Good teams start as great ideas in the mind of an individual. Look at Fortune 500 companies, all started as ideas in the mind of an individual then made manifest by partnership of "like-minded" people. Communication is the key that unlocks every million dollar idea On a effective team, obviously people make good business decisions. Good decisions pull your team toward its goals, bad decisions block progress. But how many times have you had a team leader, or a boss that guarded information? What does feel like? It’s hard to make good, educated decisions in an information vacuum. Team members must be held accountable for their actions. On a team where communication doesn’t flow freely throughout the corporation, how can people be held accountable for their actions when they don't have access to key information? They can’t (or shouldn’t), but they often are. So every time critical information is lost within the communication funnel your team loses. . . trust, confidence, loyalty. The solution seems simple enough. If you want an empowered team you must establish an environment of free-flowing communication and information.

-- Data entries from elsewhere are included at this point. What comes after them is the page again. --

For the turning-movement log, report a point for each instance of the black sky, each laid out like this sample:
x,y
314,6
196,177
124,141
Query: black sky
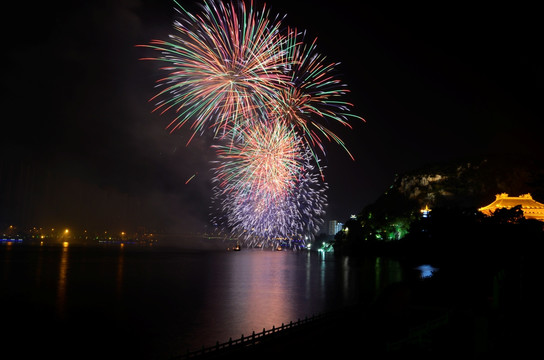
x,y
81,148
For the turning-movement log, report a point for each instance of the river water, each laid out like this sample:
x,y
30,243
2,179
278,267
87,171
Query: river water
x,y
157,303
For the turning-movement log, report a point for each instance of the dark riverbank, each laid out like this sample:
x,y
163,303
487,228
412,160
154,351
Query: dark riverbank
x,y
480,303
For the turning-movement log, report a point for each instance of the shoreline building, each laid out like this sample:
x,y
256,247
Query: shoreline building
x,y
531,209
334,227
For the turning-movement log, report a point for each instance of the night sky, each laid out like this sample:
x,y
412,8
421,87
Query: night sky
x,y
81,148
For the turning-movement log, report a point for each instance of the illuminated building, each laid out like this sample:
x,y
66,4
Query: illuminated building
x,y
531,209
425,212
334,227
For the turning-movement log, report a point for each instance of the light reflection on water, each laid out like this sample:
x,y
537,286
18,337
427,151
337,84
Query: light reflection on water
x,y
160,303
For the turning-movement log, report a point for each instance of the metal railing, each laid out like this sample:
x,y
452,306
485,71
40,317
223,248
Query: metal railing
x,y
246,341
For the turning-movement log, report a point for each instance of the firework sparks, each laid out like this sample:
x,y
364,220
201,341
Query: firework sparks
x,y
222,66
268,99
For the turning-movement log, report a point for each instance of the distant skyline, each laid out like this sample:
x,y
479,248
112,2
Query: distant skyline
x,y
82,146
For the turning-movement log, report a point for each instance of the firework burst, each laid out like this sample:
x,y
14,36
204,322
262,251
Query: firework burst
x,y
268,98
222,65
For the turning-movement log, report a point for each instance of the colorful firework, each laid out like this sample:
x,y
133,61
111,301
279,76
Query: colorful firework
x,y
313,97
265,159
263,218
268,98
222,66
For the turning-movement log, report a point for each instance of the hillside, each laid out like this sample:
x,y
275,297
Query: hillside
x,y
463,186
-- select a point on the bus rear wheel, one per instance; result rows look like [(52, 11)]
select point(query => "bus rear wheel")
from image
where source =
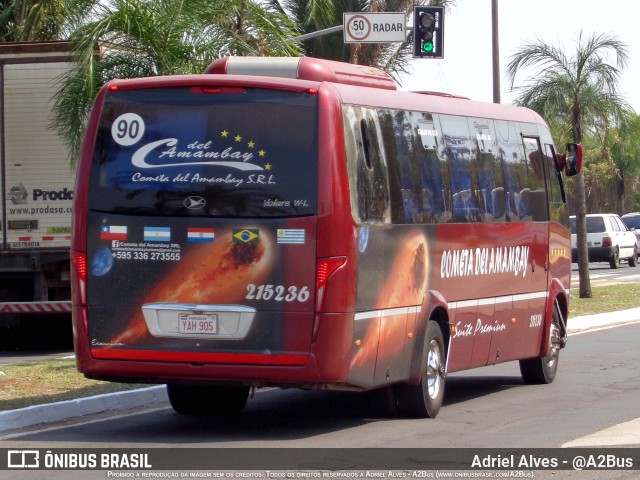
[(425, 399), (541, 370), (210, 400)]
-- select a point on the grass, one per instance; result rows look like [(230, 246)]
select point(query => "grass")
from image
[(605, 299), (48, 381)]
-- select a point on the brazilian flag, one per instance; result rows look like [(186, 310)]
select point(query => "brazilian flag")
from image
[(246, 235)]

There are no secrets on a healthy team
People from top to bottom of your organization need to know the objectives of their team in the grand scheme. Building effective communication within your team depends upon people’s understanding of the inner-workings of their company. They should know how their company creates revenue. Where the company is at financially. People will take ownership over their position when they know where they’re at and what's expected of them within the organization. . . it’s up to you to keep them informed. So what kind of information do you need to know in order to make good business decisions? When people understand their position, their role, in the larger picture of the organization they can conceptually “buy in” to what your team is doing? For more tips on developing the key elements of effective team communication skills here. On the other hand, when people are limited the amount of information they receive they resent it, they resent the team, and they resent you as their leader. It reeks of the “old guard” hierarchy of protected company secrets.
Avoid Overload: Scale Information When all team members are granted access to the same information their “leaders” have, they automatically become partners in the company. But, piling a ton of information and responsibility an everyone regardless of their experience and position is a recipe for burnout and team overload. Scaling the amount and type of information people are presented with on a day-to-day basis, from simple to increasingly complex makes sense. As people improve their understanding of their position, the inner-workings of the team and organization in the workplace. Fertilize Responsibility By Sharing Information
If you really want your team communication to improve you must foster an environment of responsibility. People must “buy in” to what your team is doing. Don’t just tell people why their job is important, show them how their actions effect the bottom line of the company. Share honestly with people why the information they’re being presented with needs to be kept within the boundaries of your team. That’s how you plant the seeds of partnership, ownership, and empowerment - true team building and communication. Million Dollar Feedback
When you open free-flowing channels of communication and information sharing throughout your team, you also open the channels from your team back to you. With healthy team communication, information comes back to you in the form of priceless feedback. No longer is your organization a dark pit where information goes in but never returns. You will hear it when people are happy, you will hear it when people are not. Free-flowing information and communication within a team setting benefits everyone with increased knowledge and feedback.